The rest is relatively self-explanatory.

The description you referenced already gives us a lot of leeway. And it may be appropriate to keep it that greedy and that broad. However, with the above remarks in mind I'd like to propose changing it to:

\.?\d(?:\.|[\w_]|'[\w_]|[eEpP][-+])*

This:

makes it non-capturing
removes the escaping of ' (was unnecessary)

We should probably also define what we expect to be matched here. Admittedly my proposed regex from #71 may be too strict.

My change does not address:

the difference between nondigit and identifier-continue
it doesn't make it "crispier", i.e. more to the point, such as really matching '(?:\d|[a-zA-Z0-9_]) which in the above is merely '[\w_]

What say you, @ned14 and @willwray?

- Renames PP_NUMBER from the PR to CPP_NUMBER - Test case for ned14#71 which will only work after this PR gets merged - Adds a stub to run pcpp without first installing it - Amends .gitignore to ignore items created by the tests

willwray · 2022-12-01T22:19:27Z

Thanks @assarbad for your thorough detailed review.
I'll aim to resolve all comments at the weekend.

ned14 · 2022-12-02T09:28:45Z

For me, if GCC and Wave's preprocessor use the same technique to solve a conformance problem, then it seems appropriate that pcpp can do the same.

Whether the technique is implemented correctly is another matter, but I'm sure we'll get there.

The previous regex escaped the digit separator ' as \' - necessary only because the string itself was '' single-quoted. This commit switches to use double-quote "" for the string and removes the now unneeded escape.

willwray · 2022-12-14T17:21:10Z

is the pcpp/evaluator.py change to p_expression_number kosher or a horrid hack?

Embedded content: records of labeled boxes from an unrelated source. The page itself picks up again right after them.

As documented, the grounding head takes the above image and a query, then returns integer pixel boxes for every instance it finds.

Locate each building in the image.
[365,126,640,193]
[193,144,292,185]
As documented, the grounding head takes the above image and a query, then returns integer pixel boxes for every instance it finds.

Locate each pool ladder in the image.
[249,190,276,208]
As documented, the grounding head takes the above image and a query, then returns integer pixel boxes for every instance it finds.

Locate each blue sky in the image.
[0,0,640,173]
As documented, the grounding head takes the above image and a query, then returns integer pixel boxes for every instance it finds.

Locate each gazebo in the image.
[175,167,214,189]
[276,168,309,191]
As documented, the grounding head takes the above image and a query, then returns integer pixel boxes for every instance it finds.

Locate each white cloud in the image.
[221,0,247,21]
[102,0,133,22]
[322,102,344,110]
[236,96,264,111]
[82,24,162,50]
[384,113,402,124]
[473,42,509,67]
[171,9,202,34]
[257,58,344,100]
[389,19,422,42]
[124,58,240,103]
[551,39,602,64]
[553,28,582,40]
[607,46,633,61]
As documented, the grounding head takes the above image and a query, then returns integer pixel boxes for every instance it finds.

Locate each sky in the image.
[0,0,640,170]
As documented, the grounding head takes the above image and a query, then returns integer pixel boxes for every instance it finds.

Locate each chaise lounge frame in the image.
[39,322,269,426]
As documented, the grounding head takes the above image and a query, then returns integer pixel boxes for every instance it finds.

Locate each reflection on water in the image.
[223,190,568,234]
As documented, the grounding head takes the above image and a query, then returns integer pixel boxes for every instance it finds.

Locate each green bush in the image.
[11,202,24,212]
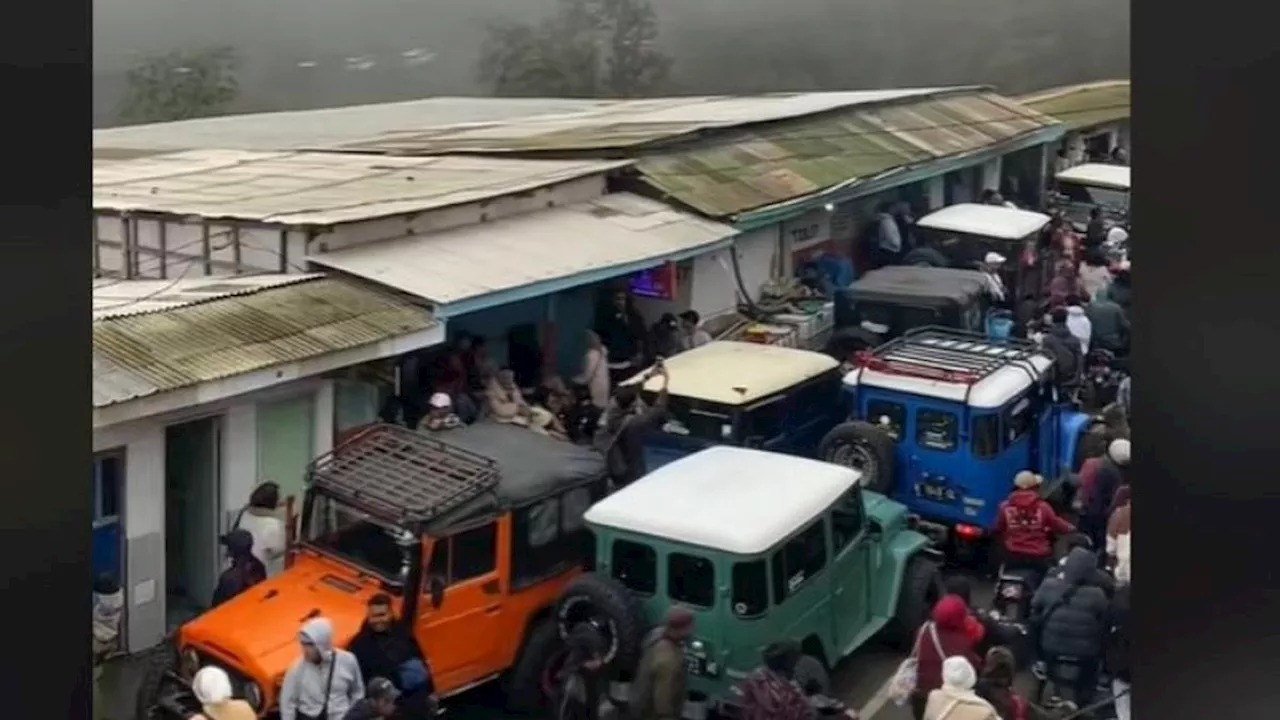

The hack is highlighted in the top PR message and it's right up top of the listed Files changed tab view.
Please take a quick look. It's a few lines diff but doing it differently might take much more careful coding.

It effectively relies on Python exceptions for validating the Value(p[1]) evaluation.

p_expression_number originally used CPP_INTEGER as its input match then delegated direct to Value():

def p_expression_number(p):
    'expression : CPP_INTEGER'
    p[0] = Value(p[1])

p_expression_number now uses CPP_NUMBER as input match instead:

def p_expression_number(p):
    'expression : PP_NUMBER'
    try:
        p[0] = Value(p[1])
    except:
        p[0] = p[1]

Is it right and Pythonic to rely on exceptions to do the validation like this?

By the fact that the tests all pass, it appears that Value() is quite robust in parsing from CPP_NUMBER instead, and raising an exception if there's a failure to parse out the complete token character string. Perhaps there are more stress-test cases to run against this change.

I don't see a clean alternative way to do this that meshes properly with the grammar and parser., and still allows for pasting to form numeric literals from smaller pp-token parts.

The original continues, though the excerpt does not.